Offrir aux entreprises françaises des
« opportunités » sonnantes et trébuchantes. C’est le principal
objectif d’une politique d’aide au développement qui privilégie les
grands projets d’infrastructures plutôt que les programmes utiles aux
populations.
Tapis rouge et moiteur tropicale. Plus
engoncé qu’à son habitude, comme mijotant dans son costume sombre, sous
ces latitudes, Emmanuel Macron descend d’une rame du Sitarail, le train
de Bolloré qui relie la Côte d’Ivoire au Burkina Faso voisin.
Le trajet fut bref, du Plateau, le
quartier d’affaires d’Abidjan, à Treichville, sur l’autre rive de la
lagune. Cette excursion, en compagnie de son homologue ivoirien,
Alassane Ouattara, tenait lieu de pose de première pierre : le
président français, en marge du sommet Union Africaine-Union Européenne,
donnait, le 30 novembre dernier, le coup d’envoi d’un chantier aussi
démesuré que dispendieux : celui du métro d’Abidjan.

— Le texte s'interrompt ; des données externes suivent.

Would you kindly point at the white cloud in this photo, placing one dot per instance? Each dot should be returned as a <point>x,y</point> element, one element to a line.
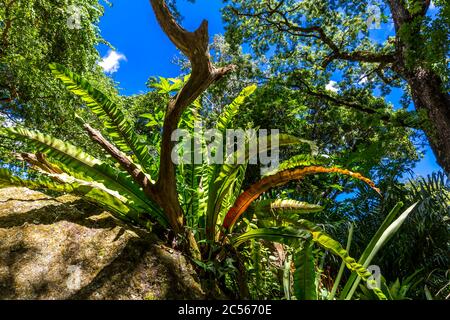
<point>331,86</point>
<point>111,62</point>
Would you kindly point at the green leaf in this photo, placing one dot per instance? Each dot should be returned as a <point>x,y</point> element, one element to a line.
<point>382,236</point>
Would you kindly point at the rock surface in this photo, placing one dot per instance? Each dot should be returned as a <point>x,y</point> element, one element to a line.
<point>63,248</point>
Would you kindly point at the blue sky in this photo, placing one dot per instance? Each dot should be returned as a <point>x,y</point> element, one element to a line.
<point>143,50</point>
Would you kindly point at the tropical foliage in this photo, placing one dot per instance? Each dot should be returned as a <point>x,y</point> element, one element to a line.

« La France vous a proposé une offre
financière sans précédent. Avec 1,4 milliard d’euros, c’est l’effort le
plus important que la France ait jamais réuni au démarrage d’un projet
urbain à l’étranger », plastronnait Macron. La conception, le
financement, la réalisation et l’exploitation des 40 kilomètres de la
ligne 1 du métro d’Abidjan avaient d’abord été confiés, en 2015, à un
consortium que dominaient Hyundai Rotem et Dongsan, associés aux
français Bouygues et Keolis (filiale de la SNCF).
UN GÂTEAU GARGANTUESQUE
Mais à l’automne 2017, coup de
théâtre : ces firmes sud-coréennes, qui peinaient à boucler le montage
financier, étaient éjectées au profit d’Alstom et Thalès. Entre-temps,
Paris avait mis sur la table son enveloppe de 1,4 milliard d’euros pour
« sauver », en le finançant à 100 %, le projet menacé d’enlisement.

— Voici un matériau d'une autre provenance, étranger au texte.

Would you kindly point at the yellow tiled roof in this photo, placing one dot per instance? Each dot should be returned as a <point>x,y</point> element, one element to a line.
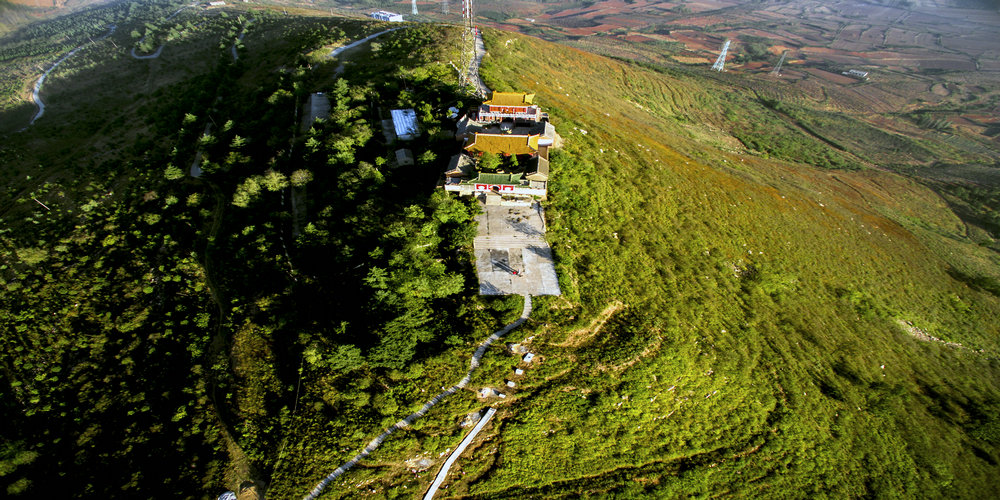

Avec une condition : des entreprises
françaises devaient rafler seules ce gargantuesque gâteau. Satisfait de
ce marché, le président Ouattara songe déjà à la deuxième ligne de
métro ; le fardeau de la dette n’a pas l’air d’alarmer l’ancien
directeur Afrique du FMI, arrivé au pouvoir en 2011, au terme d’une
violente crise postélectorale, sur le dos d’une rébellion armée appuyée
par la force française Licorne.
Loin d’une quelconque démarche d’aide,
le plan de « soutien financier » imaginé à Paris consiste pourtant
essentiellement en des prêts souverains…
De quoi resserrer encore la tutelle
économique et politique sur la Côte d’Ivoire. « Si le pays enregistre
un taux de croissance de l’ordre de 8 % (7,7 % en 2016), (…) le besoin
en infrastructures, en couverture des besoins sociaux de base (éducation
santé) et les récentes tensions militaires et budgétaires nécessitent
un appui fort de la communauté internationale des bailleurs, au premier
rang desquels la France.
La Côte d’Ivoire est redevenue éligible
aux prêts souverains de l’AFD en décembre 2016 et continue d’être
appuyée via les contrats de désendettement et de développement »,
justifiait le ministre de l’Économie et des Finances, Bruno Le Maire, le
10 octobre 2017.
Créés en 2001 pour matérialiser
l’engagement des pays créanciers d’annuler les dettes bilatérales des
pays ayant atteint le point d’achèvement de l’initiative « pays pauvres
très endettés » (PPTE), les contrats de désendettement et de
développement (C2D) offrent, pour Paris, une juteuse alternative à
l’annulation « sèche » des dettes, converties cash, ici, en influence
française.
Signés avec trois pays latino-américains
et quinze pays d’Afrique, les C2D sont devenus l’outil privilégié de la
politique d’aide publique au développement.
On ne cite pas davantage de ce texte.